Review: This is a pretty good book. Not great. Sure, he pillories the major snobbish fashions of the day. Lots of fun making fun of people who are not as sensible as you or I.

He also does a wonderful job of showing how the basis for snobbery has changed, from WASPs and elitism based on real but arbitrary standards like the name of the school you attended, or your connections to established families --- to the modern world, warped by the arbitrary winds of fashionable status, the "hotness" of market driven mania.

Still, as a reviewer of great excellence, I must say that his discussion of his attempts to overcome a life of looking down on people and to enter the "snob free zone" limps along -- does he really want us to believe that such a place exists? Who would want to go there?

So read this book if you want penetrating insights, sound social commentary, and great amusement. If those are the kinds of things that a person like YOU finds interesting. I might even have given him 5 stars, but of course, I reserve such an award for true merit, of which I am the sole judge.

Rating: 2 stars
Summary: Secondhand prose
Review: Why, I found myself asking after wading through the tepid pool of watered-down prose that is Joseph Epstein's "Snobbery," am I so bored with this book? After all, it's not like the subject is uninteresting. Snobbery, class distinctions, social climbing -- whatever you want to call it -- has inspired some exquisite prose by some wonderful writers. Thackeray, Proust, Veblen and Paul Fussell have all had sharp and witty things to say about the topic of trying to impress your betters and look down on your equals.

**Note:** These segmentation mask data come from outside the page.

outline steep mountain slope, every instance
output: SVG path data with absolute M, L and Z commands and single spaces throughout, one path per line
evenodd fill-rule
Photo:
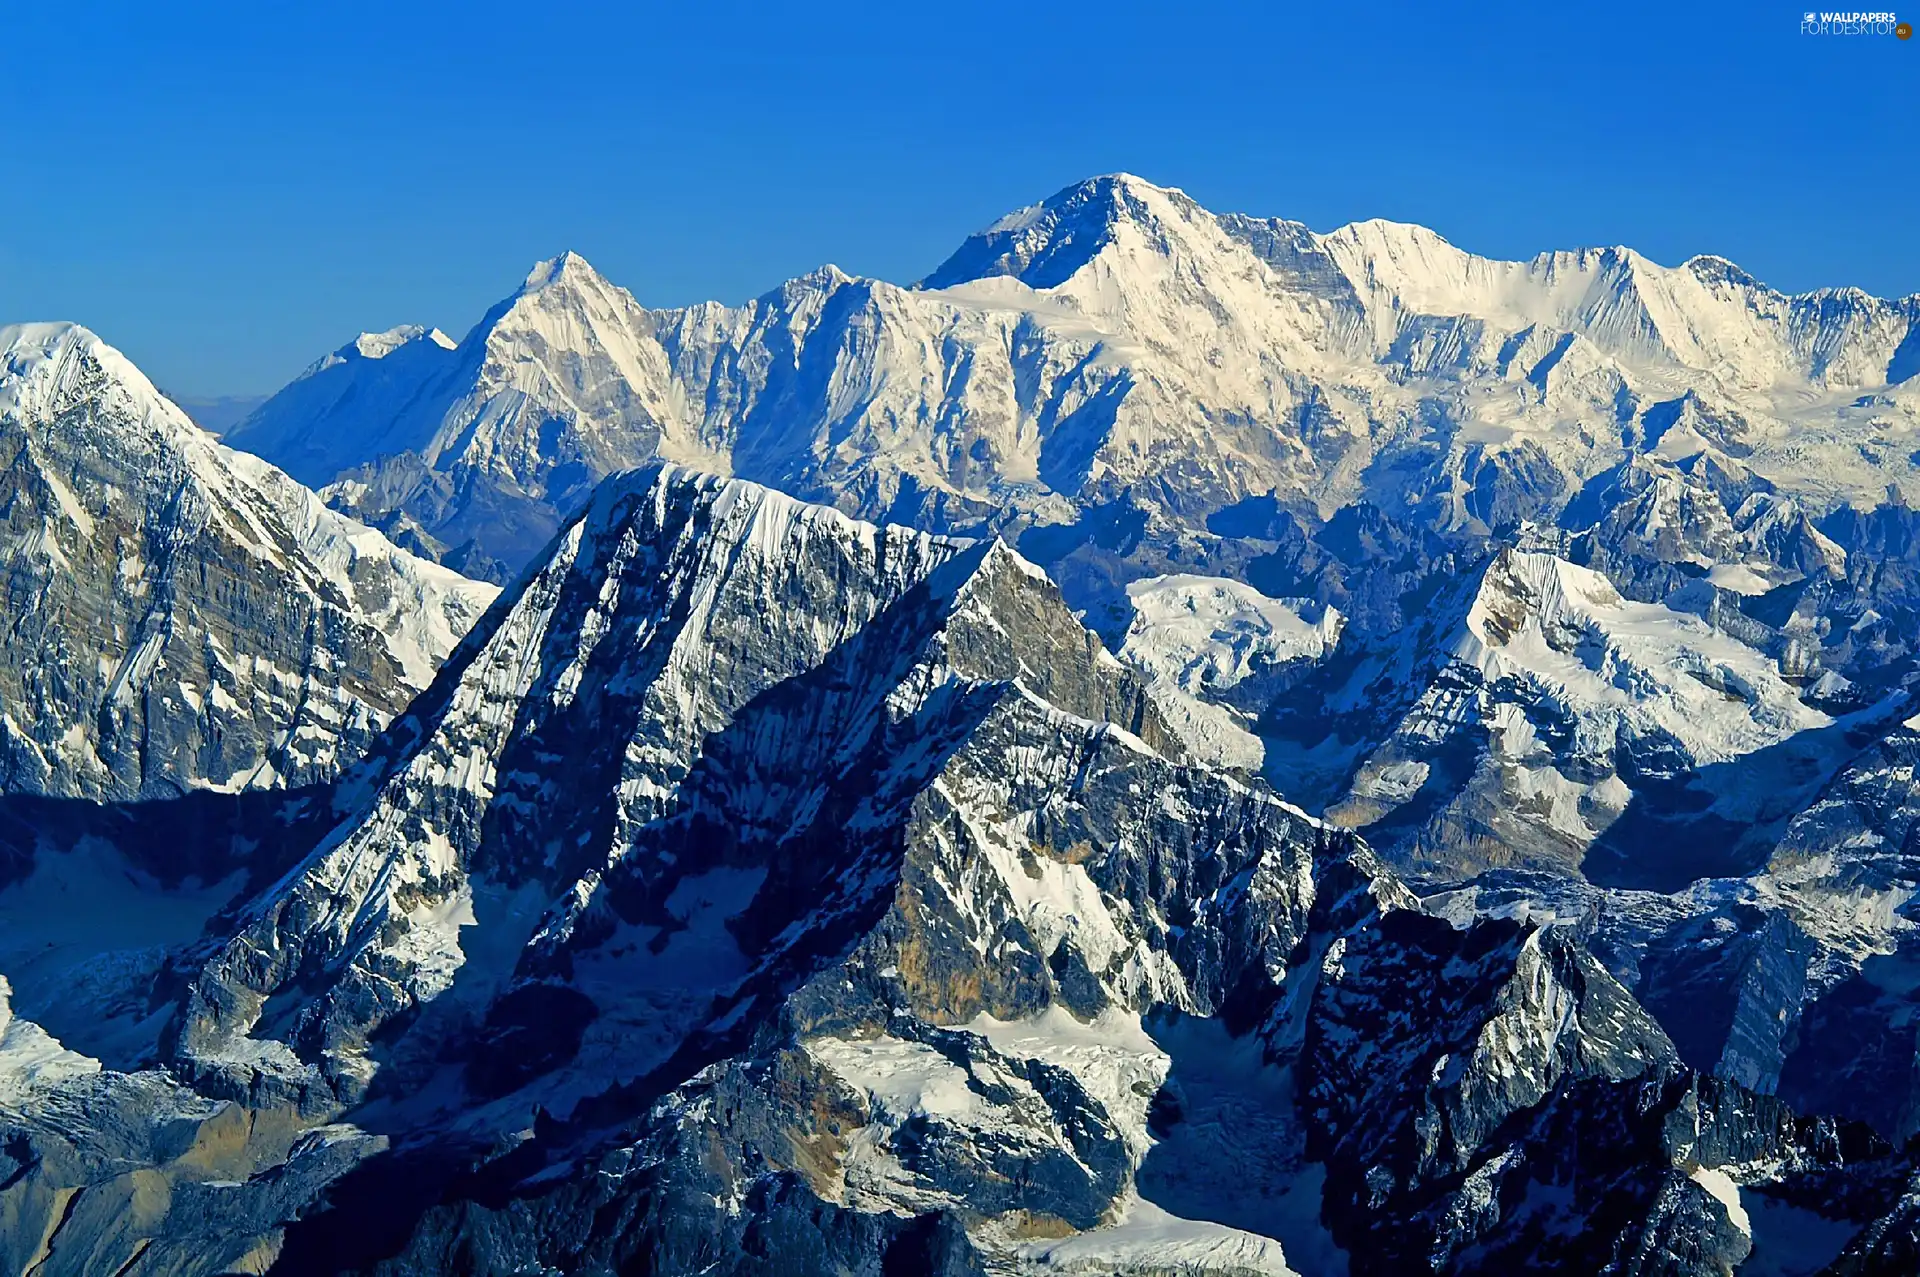
M 361 333 L 248 414 L 241 433 L 252 451 L 320 487 L 369 457 L 415 446 L 392 429 L 422 388 L 452 365 L 453 349 L 437 328 Z
M 1047 659 L 1056 644 L 1079 659 Z M 996 677 L 1007 682 L 981 683 Z M 395 738 L 406 752 L 338 836 L 209 960 L 183 1058 L 249 1093 L 358 1098 L 381 1023 L 456 972 L 577 975 L 576 949 L 628 947 L 605 933 L 608 910 L 661 926 L 701 897 L 761 898 L 766 939 L 800 921 L 779 916 L 783 900 L 853 892 L 840 908 L 871 908 L 856 888 L 864 859 L 897 837 L 897 804 L 923 801 L 958 739 L 1026 696 L 1052 715 L 1039 740 L 1072 734 L 1065 711 L 1178 750 L 1045 578 L 996 543 L 878 529 L 671 468 L 610 481 L 489 641 L 409 716 Z M 765 881 L 783 889 L 757 895 Z M 458 931 L 489 907 L 523 934 L 483 974 L 463 965 Z M 830 933 L 815 919 L 788 942 L 804 952 Z M 698 942 L 724 957 L 723 937 Z M 779 953 L 764 955 L 776 969 L 800 960 Z M 605 973 L 610 989 L 622 970 Z M 639 989 L 655 979 L 626 974 Z M 296 978 L 297 1000 L 263 1022 Z M 470 996 L 484 1006 L 498 992 Z M 688 1011 L 720 994 L 728 1007 L 742 996 L 689 991 Z
M 1306 757 L 1354 742 L 1330 818 L 1423 874 L 1745 872 L 1871 737 L 1875 711 L 1837 721 L 1727 628 L 1552 554 L 1502 551 L 1470 584 L 1273 711 Z
M 1890 942 L 1821 938 L 1886 906 L 1775 864 L 1910 712 L 1917 318 L 1718 258 L 1490 261 L 1113 176 L 907 288 L 826 268 L 651 311 L 569 255 L 436 346 L 404 412 L 314 433 L 379 438 L 330 500 L 496 573 L 654 456 L 997 531 L 1190 748 L 1423 888 L 1582 928 L 1688 1064 L 1904 1136 L 1897 1066 L 1861 1075 L 1872 1103 L 1793 1089 L 1825 1067 L 1795 1036 L 1815 1003 L 1905 1040 Z M 1855 979 L 1876 959 L 1891 993 Z
M 353 445 L 357 465 L 335 458 L 329 499 L 474 570 L 518 561 L 597 476 L 653 455 L 933 531 L 996 529 L 1111 647 L 1220 702 L 1170 705 L 1219 742 L 1215 757 L 1253 767 L 1264 752 L 1314 810 L 1350 796 L 1343 818 L 1392 855 L 1412 844 L 1378 827 L 1390 809 L 1448 825 L 1430 833 L 1456 869 L 1574 869 L 1621 812 L 1616 841 L 1672 798 L 1713 805 L 1723 832 L 1763 826 L 1695 866 L 1717 873 L 1764 858 L 1787 796 L 1810 797 L 1862 743 L 1852 716 L 1914 659 L 1920 576 L 1875 547 L 1920 544 L 1899 495 L 1920 455 L 1916 316 L 1915 299 L 1784 296 L 1717 258 L 1497 262 L 1418 227 L 1316 234 L 1121 175 L 1002 219 L 906 289 L 828 268 L 743 307 L 649 311 L 568 255 L 457 351 L 435 346 L 405 411 L 313 429 L 381 438 Z M 267 455 L 289 447 L 300 393 L 240 442 L 258 431 Z M 1742 685 L 1766 684 L 1780 730 L 1731 750 L 1653 748 L 1638 732 L 1639 753 L 1660 755 L 1638 762 L 1536 734 L 1532 763 L 1495 768 L 1507 780 L 1450 731 L 1435 747 L 1458 765 L 1427 760 L 1422 804 L 1406 808 L 1381 777 L 1411 776 L 1399 755 L 1426 746 L 1393 743 L 1400 719 L 1383 707 L 1452 703 L 1458 635 L 1427 609 L 1503 547 L 1665 609 L 1648 624 L 1698 617 L 1751 649 Z M 1221 584 L 1204 608 L 1153 584 L 1207 580 Z M 1277 640 L 1254 636 L 1289 628 L 1271 619 L 1282 600 L 1338 613 L 1339 642 L 1266 650 Z M 1410 635 L 1429 645 L 1409 650 Z M 1336 709 L 1340 739 L 1325 739 L 1316 695 L 1388 667 L 1400 683 Z M 1630 716 L 1705 714 L 1709 731 L 1739 716 L 1677 677 L 1607 695 L 1642 702 Z M 1263 712 L 1264 747 L 1246 735 Z M 1755 757 L 1773 769 L 1747 783 L 1765 813 L 1681 775 Z M 1643 765 L 1644 783 L 1623 779 Z M 1480 850 L 1463 858 L 1462 841 Z
M 49 1271 L 1899 1271 L 1916 318 L 1120 176 L 911 287 L 654 311 L 569 254 L 457 344 L 365 334 L 235 442 L 531 569 L 336 783 L 0 802 L 9 1235 Z M 77 398 L 15 359 L 0 415 L 14 597 L 111 636 L 0 689 L 67 715 L 0 722 L 13 788 L 326 779 L 482 597 L 91 357 Z M 128 577 L 89 548 L 177 528 Z M 269 666 L 301 690 L 241 727 L 164 699 Z M 169 1142 L 221 1114 L 224 1160 Z M 179 1213 L 118 1209 L 148 1170 Z
M 1331 653 L 1346 619 L 1311 599 L 1269 599 L 1239 581 L 1183 574 L 1131 581 L 1127 602 L 1122 657 L 1188 692 L 1256 707 L 1275 675 Z
M 1585 937 L 1688 1063 L 1905 1140 L 1920 1130 L 1915 721 L 1875 728 L 1812 801 L 1784 804 L 1796 814 L 1754 840 L 1764 859 L 1737 875 L 1661 893 L 1496 870 L 1429 905 L 1456 920 L 1552 919 Z M 1657 874 L 1698 857 L 1702 841 L 1717 858 L 1711 830 L 1703 839 L 1685 813 L 1669 819 L 1681 832 L 1642 833 L 1640 864 Z
M 420 744 L 377 814 L 251 911 L 190 1003 L 185 1057 L 223 1086 L 351 1097 L 377 1059 L 370 1094 L 394 1070 L 397 1109 L 476 1143 L 530 1102 L 554 1116 L 504 1200 L 428 1210 L 389 1271 L 1403 1272 L 1419 1254 L 1495 1272 L 1675 1249 L 1697 1265 L 1676 1271 L 1722 1271 L 1753 1245 L 1717 1169 L 1730 1156 L 1761 1185 L 1799 1183 L 1841 1144 L 1883 1156 L 1728 1088 L 1703 1104 L 1563 934 L 1411 912 L 1364 851 L 1179 765 L 1144 698 L 1004 549 L 876 535 L 664 469 L 603 490 L 562 545 L 430 698 L 437 725 L 401 733 Z M 767 597 L 792 602 L 771 626 L 753 602 Z M 763 670 L 785 681 L 740 685 Z M 525 687 L 542 708 L 463 708 L 456 682 Z M 524 749 L 489 743 L 502 729 L 484 725 L 508 721 Z M 570 765 L 609 737 L 634 741 L 611 810 L 597 795 L 613 777 Z M 527 761 L 507 786 L 483 763 L 451 792 L 437 761 L 497 756 L 500 774 L 510 755 Z M 409 869 L 422 850 L 435 865 Z M 336 876 L 350 866 L 363 876 Z M 484 907 L 516 879 L 560 904 L 537 923 Z M 441 998 L 470 1009 L 429 997 L 407 1030 L 426 1044 L 369 1053 L 380 1023 L 444 984 L 435 922 L 463 897 L 476 958 L 490 920 L 532 937 L 513 974 L 505 955 L 464 990 L 454 974 Z M 321 900 L 341 903 L 304 903 Z M 365 921 L 342 944 L 330 916 Z M 265 981 L 259 953 L 276 955 Z M 249 1026 L 276 1001 L 277 1030 Z M 477 1022 L 458 1084 L 435 1062 L 462 1039 L 428 1027 L 446 1016 Z M 576 1099 L 609 1075 L 623 1084 Z M 422 1100 L 426 1077 L 462 1089 Z M 1580 1086 L 1622 1087 L 1636 1117 L 1622 1128 Z M 1255 1182 L 1219 1182 L 1223 1127 L 1260 1150 Z M 1725 1133 L 1703 1147 L 1702 1130 Z M 1568 1198 L 1574 1180 L 1592 1187 Z
M 0 328 L 0 791 L 333 775 L 492 587 L 221 447 L 84 328 Z
M 1690 964 L 1732 966 L 1740 977 L 1723 1072 L 1901 1138 L 1920 1131 L 1907 974 L 1920 894 L 1916 757 L 1912 718 L 1862 750 L 1787 827 L 1741 925 L 1721 928 L 1719 945 L 1692 946 L 1701 952 Z M 1686 974 L 1672 979 L 1678 996 Z
M 0 822 L 93 954 L 0 950 L 43 1274 L 1707 1274 L 1911 1170 L 1185 760 L 1005 546 L 669 466 L 328 790 L 147 806 Z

That's when it hit me. The essential vapidity of this book rests in the fact that its author is only regurgitating what others before him have said in a far wittier fashion. In particular, Paul Fussell's book "Class" (which Epstein, mendaciously, doesn't include in his "Bibliographical Note"), a far better guide to this subject, and one from which Epstein has clearly cribbed.

If you're interested in the whole realm of social class and social climbing, there are far more intriguing books to choose from. Try Proust's "In Search of Lost Time" if you're ambitious, or Thorstein Veblen's "The Theory of the Leisure Class." Or William Makepeace Thackeray's "The Book of Snobs," or any of his novels, for that matter. Or Paul Fussell's "Class."

But Joseph Epstein's book takes an endlessly fascinating subject and make it seem, well, tedious. Try Fussell instead. He may infuriate you, but at least you won't be bored.